This week, in the run-up to Halloween, Netflix released season two of Stranger Things, a sequel to last year’s runaway success. Like the previous season, Stranger Things 2 enjoys a visual style crafted from period-specific horror films first released in the early and mid-1980s. Part of the joy is in collecting these citations and echoes.
The Evil Dead (1981), A Nightmare on Elm Street (1984), and Firestarter (1984) are all very much present for this season, shaping the look and feel no less than explicit content. So, too, is the greatest of all seasonally appropriate films, Halloween III: Season of the Witch (1982), about which it is impossible not to think upon sights of rotted, worm-infested pumpkins.
Though I want to avoid dropping too many spoilers, there are some welcome differences at the level of narrative content: an expanded universe, new characters, and more Dustin (a charming Goonies throwback from the central teen gang) all make for seriously addictive viewing.
There are new mysteries to unravel and new threats to vanquish, as well as a healthy dose of urban revolt as manifest through telekinetic rage.
But it’s also a much darker season. The previous year’s events have metastasised into psychic scars. The mood, this time around, is tempered by grief and trauma.
The most significant change, however, is in the type of horror now menacing the township of Hawkins. While the previous season established a sci-fi shtick worthy of Ridley Scott and John Carpenter, Stranger Things 2 modulates away from that and into a related type of horror that is, perhaps, more literary than cinematic.
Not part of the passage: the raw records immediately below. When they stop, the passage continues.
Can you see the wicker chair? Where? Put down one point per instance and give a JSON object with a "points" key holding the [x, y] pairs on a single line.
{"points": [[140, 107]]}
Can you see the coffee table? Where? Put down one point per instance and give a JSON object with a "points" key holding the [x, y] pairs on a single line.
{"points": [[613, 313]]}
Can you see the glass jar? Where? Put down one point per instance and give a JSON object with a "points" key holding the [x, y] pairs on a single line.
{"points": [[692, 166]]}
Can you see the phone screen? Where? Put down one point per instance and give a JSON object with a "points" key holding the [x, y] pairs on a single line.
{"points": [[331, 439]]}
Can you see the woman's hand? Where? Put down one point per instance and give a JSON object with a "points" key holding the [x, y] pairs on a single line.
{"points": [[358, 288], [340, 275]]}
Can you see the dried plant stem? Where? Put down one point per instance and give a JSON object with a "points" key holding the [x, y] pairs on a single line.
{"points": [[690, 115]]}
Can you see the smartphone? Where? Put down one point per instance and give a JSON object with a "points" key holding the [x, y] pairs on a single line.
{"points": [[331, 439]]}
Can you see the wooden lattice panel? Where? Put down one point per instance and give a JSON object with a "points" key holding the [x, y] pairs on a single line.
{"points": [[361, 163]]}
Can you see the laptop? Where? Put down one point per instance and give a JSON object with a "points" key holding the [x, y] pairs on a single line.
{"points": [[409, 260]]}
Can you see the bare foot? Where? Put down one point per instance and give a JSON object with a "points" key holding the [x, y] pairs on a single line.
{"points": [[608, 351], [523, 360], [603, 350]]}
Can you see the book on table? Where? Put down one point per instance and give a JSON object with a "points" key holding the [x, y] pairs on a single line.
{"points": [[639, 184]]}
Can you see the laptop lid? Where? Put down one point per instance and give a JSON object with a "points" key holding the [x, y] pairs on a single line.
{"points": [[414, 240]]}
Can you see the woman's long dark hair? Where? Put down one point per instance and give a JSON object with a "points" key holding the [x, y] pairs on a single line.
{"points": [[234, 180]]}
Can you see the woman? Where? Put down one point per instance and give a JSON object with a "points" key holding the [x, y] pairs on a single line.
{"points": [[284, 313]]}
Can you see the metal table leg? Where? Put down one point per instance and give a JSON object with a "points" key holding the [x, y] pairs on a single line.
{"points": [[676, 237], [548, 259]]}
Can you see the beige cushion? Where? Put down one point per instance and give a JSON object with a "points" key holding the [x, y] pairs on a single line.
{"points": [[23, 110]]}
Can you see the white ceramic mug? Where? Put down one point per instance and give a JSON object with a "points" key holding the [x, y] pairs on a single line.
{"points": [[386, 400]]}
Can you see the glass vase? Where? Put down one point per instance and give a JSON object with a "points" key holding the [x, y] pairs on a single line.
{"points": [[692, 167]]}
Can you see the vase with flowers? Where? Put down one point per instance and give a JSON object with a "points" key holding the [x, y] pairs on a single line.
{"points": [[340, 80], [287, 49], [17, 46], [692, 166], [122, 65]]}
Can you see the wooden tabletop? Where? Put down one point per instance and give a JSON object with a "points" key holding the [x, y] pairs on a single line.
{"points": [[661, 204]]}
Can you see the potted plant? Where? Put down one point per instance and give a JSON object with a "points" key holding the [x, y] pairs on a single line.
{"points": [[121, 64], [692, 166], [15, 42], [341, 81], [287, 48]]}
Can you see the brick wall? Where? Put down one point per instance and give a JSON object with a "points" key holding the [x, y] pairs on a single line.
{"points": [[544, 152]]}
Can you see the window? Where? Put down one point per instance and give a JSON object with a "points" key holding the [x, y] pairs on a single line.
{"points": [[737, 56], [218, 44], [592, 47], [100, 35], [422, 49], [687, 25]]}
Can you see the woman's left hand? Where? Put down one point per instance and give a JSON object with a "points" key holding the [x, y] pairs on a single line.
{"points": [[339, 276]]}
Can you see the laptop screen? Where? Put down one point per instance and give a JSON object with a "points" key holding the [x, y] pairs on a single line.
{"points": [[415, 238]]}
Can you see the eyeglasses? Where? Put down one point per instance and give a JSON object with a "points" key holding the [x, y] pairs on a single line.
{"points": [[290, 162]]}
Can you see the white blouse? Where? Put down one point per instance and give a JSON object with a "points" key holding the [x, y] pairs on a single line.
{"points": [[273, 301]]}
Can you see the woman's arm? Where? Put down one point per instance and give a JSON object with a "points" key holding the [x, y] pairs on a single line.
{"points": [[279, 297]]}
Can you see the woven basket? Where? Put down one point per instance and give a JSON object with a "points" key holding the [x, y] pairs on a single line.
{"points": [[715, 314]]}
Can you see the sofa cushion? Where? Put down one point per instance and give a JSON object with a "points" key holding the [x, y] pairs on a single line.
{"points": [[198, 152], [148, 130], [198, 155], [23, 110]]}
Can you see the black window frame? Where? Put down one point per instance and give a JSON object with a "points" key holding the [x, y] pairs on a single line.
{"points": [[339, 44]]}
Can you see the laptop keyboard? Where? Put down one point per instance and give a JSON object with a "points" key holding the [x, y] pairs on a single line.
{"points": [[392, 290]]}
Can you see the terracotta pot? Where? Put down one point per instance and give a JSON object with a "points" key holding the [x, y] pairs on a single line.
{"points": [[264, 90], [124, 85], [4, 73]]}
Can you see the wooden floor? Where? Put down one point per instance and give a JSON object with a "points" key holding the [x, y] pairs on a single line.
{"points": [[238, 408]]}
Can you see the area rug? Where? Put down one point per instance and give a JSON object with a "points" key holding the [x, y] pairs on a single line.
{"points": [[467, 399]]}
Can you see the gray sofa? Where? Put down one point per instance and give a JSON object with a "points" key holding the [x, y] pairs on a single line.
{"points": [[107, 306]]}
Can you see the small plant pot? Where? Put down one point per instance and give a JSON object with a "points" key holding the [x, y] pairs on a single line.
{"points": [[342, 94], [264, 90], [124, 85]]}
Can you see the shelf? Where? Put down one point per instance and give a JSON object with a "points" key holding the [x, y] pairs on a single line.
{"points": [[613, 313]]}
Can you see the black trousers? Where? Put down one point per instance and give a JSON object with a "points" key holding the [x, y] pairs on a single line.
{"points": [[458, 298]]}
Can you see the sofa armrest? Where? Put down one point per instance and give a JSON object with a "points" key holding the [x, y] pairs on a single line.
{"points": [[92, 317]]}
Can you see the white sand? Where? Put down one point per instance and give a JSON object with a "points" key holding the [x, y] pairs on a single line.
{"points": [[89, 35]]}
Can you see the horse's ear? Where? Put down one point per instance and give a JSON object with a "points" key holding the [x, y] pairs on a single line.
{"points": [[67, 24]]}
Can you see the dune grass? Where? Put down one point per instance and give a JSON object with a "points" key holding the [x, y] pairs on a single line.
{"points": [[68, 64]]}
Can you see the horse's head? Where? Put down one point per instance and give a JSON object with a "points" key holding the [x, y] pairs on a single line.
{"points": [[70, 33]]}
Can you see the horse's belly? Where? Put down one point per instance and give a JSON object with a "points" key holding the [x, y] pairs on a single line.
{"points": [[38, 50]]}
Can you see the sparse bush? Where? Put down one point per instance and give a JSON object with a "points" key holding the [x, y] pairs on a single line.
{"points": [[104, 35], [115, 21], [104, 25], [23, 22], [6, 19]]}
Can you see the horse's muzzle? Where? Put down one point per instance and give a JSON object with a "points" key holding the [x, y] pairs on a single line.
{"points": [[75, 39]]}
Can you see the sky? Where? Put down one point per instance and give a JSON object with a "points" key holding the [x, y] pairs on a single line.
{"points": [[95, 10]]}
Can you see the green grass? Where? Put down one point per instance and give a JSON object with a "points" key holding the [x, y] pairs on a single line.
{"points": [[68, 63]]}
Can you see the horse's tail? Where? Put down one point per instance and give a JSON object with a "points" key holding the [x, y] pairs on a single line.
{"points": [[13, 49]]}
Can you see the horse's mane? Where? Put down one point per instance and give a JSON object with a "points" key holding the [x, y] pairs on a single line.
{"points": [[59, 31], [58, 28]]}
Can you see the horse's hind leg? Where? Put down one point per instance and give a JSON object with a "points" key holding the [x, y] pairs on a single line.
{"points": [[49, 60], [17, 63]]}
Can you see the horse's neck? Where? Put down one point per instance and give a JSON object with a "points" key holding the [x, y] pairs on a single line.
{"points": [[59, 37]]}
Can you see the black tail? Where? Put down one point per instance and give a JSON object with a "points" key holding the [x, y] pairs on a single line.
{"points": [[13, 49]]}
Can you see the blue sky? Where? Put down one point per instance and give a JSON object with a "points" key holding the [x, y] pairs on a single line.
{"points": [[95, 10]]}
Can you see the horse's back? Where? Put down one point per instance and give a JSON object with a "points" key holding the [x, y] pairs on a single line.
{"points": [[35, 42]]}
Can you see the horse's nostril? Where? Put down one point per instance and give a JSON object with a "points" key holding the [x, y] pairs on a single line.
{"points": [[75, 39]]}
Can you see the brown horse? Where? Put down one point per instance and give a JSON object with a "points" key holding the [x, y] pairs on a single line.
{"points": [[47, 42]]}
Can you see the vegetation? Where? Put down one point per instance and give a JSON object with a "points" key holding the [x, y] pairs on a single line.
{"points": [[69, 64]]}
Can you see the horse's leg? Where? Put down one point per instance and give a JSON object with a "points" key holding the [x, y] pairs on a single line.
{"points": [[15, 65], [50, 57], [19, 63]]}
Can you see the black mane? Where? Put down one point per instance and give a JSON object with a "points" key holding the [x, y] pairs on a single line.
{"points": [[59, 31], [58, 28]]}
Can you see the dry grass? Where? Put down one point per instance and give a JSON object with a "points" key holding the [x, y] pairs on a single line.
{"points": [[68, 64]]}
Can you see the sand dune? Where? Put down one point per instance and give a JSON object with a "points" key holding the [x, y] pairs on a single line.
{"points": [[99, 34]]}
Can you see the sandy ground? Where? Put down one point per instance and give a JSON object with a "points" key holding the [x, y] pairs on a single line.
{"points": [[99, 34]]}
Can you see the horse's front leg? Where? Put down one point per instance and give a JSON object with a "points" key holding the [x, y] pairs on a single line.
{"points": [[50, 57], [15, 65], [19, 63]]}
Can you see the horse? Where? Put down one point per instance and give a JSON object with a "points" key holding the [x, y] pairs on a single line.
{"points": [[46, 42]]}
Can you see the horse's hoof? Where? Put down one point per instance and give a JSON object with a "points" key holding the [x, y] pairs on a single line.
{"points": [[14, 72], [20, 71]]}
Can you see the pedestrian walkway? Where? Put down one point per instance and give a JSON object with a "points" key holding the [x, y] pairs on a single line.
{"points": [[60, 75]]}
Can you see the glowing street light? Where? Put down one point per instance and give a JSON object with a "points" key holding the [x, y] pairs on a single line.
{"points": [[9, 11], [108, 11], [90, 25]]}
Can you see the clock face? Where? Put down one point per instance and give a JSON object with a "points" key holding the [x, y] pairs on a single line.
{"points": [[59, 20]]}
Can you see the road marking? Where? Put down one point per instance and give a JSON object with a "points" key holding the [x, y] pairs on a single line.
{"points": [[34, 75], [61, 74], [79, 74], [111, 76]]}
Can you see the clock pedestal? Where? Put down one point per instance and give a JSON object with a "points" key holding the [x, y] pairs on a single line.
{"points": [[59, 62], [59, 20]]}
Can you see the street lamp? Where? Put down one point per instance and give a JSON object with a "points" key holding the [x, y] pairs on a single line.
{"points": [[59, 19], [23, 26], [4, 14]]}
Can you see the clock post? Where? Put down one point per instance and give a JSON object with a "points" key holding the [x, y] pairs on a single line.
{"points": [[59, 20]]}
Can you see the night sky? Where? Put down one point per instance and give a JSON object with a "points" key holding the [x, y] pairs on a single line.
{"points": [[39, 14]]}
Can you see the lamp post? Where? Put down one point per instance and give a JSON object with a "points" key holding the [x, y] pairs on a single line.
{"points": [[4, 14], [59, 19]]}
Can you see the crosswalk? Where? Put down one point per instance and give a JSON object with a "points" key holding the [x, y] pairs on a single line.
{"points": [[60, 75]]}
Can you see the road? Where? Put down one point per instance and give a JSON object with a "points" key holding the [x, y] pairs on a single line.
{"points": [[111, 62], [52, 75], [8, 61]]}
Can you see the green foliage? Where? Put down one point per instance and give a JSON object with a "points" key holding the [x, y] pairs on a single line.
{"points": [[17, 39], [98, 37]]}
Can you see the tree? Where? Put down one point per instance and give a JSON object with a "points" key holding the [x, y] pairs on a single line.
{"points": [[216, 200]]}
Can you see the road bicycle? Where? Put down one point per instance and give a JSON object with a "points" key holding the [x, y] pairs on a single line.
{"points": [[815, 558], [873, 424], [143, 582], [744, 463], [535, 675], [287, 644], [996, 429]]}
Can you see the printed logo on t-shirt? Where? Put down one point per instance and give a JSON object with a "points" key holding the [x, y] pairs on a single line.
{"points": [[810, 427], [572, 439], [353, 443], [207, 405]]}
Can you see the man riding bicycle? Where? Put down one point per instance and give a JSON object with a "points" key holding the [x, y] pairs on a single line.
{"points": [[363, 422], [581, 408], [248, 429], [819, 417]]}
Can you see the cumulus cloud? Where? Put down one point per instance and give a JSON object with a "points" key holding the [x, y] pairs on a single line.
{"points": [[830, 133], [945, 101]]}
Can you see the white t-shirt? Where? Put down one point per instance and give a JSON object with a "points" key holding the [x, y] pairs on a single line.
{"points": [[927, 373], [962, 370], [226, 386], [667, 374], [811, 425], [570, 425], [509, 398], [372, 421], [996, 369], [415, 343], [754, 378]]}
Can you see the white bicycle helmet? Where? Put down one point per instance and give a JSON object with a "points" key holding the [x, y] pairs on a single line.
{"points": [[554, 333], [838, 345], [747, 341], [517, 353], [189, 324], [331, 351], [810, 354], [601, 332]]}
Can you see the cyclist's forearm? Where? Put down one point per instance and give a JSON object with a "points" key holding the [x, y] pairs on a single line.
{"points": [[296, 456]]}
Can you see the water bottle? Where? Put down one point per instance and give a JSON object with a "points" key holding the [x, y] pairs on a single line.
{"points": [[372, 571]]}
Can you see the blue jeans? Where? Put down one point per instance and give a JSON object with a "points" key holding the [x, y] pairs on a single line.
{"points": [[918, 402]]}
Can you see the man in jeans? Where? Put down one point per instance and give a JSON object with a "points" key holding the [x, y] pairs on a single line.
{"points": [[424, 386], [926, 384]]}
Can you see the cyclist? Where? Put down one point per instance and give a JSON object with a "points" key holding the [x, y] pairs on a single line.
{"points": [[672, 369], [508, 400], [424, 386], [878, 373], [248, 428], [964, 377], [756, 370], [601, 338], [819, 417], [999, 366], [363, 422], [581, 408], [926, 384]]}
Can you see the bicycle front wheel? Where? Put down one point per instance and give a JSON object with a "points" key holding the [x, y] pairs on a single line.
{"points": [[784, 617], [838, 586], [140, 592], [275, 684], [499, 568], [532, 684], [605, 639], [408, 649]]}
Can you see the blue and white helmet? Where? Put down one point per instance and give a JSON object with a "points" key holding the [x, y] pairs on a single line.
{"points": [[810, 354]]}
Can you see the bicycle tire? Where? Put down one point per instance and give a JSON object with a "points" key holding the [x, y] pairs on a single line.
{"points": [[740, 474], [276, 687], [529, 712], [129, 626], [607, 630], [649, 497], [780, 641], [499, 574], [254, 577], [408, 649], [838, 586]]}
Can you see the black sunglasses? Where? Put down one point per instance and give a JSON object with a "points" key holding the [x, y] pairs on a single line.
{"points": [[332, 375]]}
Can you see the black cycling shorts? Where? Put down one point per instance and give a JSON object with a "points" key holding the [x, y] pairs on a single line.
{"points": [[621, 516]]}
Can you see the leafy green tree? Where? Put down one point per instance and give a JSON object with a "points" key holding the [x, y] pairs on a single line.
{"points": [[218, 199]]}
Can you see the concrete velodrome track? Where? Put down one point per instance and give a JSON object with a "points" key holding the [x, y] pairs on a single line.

This centres on a figure that features in trailers and on posters, and which appears in the very first episode. A gargantuan being made up of coiling smoke and darkness, a towering force all tenebrous and sublime, a strange thing that is both arachnoid and cephalopod and so thoroughly anterior to anything even remotely human – whatever it is, it looms over everything in a storm of red, and it wants to kill.
The struggle to find a meaningful noun for this entity – which the Stranger Things wiki describes as both Shadow Monster and Mind Flayer – is revealing of its textual origin. This is the kind of “indescribable” monstrosity familiar to many from the weird fiction of HP Lovecraft.
The creators of Stranger Things have acknowledged precisely this influence on the new season: “There’s an HP Lovecraft sort of approach,” confirms Matt Duffer, “this inter-dimensional being that is sort of beyond human comprehension. We purposely don’t want to go too much into what it is or what it wants.”
Moreover, it is in a Lovecraft story, The Shadow Out of Time (1935), that we find an origin for the series’ title:
As I have said, it was not immediately that these wild visions began to hold their terrifying quality. Certainly, many persons have dreamed intrinsically stranger things – things compounded of unrelated scraps of daily life, pictures, and reading, and arranged in fantastically novel forms by the unchecked caprices of sleep. For some time I accepted the visions as natural, even though I had never before been an extravagant dreamer.
Visually, however, the inter-dimensional being that haunts Stranger Things 2 owes just as much to what might be the single most effective adaptation of Lovecraft onto screen.
The 2015 videogame Bloodborne, was marketed as traditional gothic horror. Its first acts are set in an isolated city, Yarnham, gone to hell in a lycanthropic scourge of beasts. It is only later revealed that the Yarnhamites had been worshiping an ancient, eldritch race whose reality overlays our own. In other words, the Great Ones had been there all along, we just lacked the insight to see them.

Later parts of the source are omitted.